Over at the TNLT blog, Tim Elmore makes some interesting observations about the power struggling occurring in Egypt. He notes that most of the protesters are under the age of 30 and have successfully used the social networking medium to advance their cause.
The Youth Bulge
According to Elmore, Egypt is experiencing a swelling of youth, or a youth bulge, defined as when young people make up more than 30 percent of the total population. And this influential Middle Eastern nation is not alone. Today, 66 nations meet the criteria of a population where youth makes up more than 30 percent. Of those 66 nations, 60 of them are experiencing violence or civil war.
Command and Control Doesn’t Work
Apparently, the kind of turmoil presently being experienced in Egypt is typical when a youthful population is under a regime that that only knows how to lead via “command and control,” through intimidation and power.

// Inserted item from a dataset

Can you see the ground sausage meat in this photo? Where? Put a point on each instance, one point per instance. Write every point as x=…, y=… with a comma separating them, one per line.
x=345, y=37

To those of us who study the Millennial generation, or those born between 1980-1995, this hardly comes as a surprise. For we understand the Millennials – globally – to be a pretty outspoken bunch. They are not content to wait their turn to express their opinions and make a difference when they’re older. Rather, they want to be listened to and accommodated now.
Solicit the Millennial Point of View
Those leaders who are managing and/or mentoring teams of Millennials should keep this in mind. Acting like a dictator (i.e. because I said so) or making decisions simply because they support the status quo will not fly with this group. Your approach must include a continuous feedback loop and the opportunity for Millennial employees to discuss and provide input on company and team developments as well as individual assignments.
By demonstrating that you care about young professionals’ points of view and feel they have something valuable to contribute, you may well prevent your own civil war from erupting in your organization.